The retreat wasn’t called by Katsura with the battle in mind, no. It was called by _Zura_ , with _Gintoki and Takasugi_ in mind. A coward through and through either way, operating the _same_ way out at war and in his heart: quit while they’re ahead, minimize losses, regroup, then try again if they have to, no matter the gravity or graveness. He can get left behind by his precious family to raise himself and he can be revoked of his precious, prestigious little scholarship, but he _will_ fight for the things he’s come to treasure thereafter. With one of them being taken by force as if scorching to the ground the place he’d built for them wasn’t enough, now he’s deathly _(understandably)_ afraid of losing the few rest of them left—his closest comrades.

Gintoki and Takasugi sit back and let the ache of their injuries manifest wholly, good as self-inflicted, because at some point they’ve all just become the type to sooner lose themselves than let themselves lose those they love without a putting up a fight (case _in_ point, they’re participating _here_ despite not giving a flying fuck about this country or this world).
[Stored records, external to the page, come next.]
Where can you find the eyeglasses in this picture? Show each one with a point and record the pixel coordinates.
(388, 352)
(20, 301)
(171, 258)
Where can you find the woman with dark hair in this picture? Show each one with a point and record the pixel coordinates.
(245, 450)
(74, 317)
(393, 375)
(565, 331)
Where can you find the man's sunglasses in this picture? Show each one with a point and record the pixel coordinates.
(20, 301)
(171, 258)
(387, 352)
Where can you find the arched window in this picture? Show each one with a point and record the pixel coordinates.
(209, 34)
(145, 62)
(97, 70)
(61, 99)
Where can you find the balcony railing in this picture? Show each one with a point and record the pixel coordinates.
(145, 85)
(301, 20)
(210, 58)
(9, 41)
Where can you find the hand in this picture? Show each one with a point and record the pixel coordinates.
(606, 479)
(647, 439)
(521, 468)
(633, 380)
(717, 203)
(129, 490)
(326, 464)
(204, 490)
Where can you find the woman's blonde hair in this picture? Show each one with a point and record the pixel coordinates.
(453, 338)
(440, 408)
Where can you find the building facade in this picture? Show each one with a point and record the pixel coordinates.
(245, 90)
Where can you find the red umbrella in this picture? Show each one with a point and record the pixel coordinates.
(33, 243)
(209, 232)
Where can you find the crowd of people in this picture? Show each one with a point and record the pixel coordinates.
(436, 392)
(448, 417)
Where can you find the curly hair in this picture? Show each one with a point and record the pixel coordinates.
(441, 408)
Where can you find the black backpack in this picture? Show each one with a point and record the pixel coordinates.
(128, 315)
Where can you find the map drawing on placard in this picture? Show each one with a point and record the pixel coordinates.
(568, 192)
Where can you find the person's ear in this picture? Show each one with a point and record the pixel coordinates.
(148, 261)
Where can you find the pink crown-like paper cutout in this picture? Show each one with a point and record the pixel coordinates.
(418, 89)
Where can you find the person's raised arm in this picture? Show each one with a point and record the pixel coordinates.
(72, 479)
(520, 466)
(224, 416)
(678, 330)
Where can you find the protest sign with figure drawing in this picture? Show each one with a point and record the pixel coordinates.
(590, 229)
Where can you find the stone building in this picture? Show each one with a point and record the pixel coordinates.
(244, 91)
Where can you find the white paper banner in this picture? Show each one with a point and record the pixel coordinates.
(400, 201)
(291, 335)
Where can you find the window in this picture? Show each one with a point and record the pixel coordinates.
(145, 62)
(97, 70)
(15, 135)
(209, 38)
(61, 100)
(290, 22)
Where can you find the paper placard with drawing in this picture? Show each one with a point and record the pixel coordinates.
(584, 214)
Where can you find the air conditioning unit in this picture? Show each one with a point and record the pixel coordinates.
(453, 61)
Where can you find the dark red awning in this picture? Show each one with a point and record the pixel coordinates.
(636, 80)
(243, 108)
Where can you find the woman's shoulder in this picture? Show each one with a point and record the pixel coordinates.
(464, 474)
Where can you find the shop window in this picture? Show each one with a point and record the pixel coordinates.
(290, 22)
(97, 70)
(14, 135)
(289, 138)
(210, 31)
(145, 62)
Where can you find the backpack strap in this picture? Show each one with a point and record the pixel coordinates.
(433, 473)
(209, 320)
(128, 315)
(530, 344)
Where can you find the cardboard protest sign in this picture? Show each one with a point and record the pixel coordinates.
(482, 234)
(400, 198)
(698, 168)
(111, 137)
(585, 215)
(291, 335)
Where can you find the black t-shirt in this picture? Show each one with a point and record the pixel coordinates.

It’s just a terrible thing that Zura would come fishing them out of a pinch and wiping their asses for them, never banishing them out of his hair or absolving himself of any responsibility for what happens to those two huge pains in the ass, in favor of persistently looking after them and receiving fuck-all in return as long as they’re _there_ at all, because as usual, he’s a stubborn coward.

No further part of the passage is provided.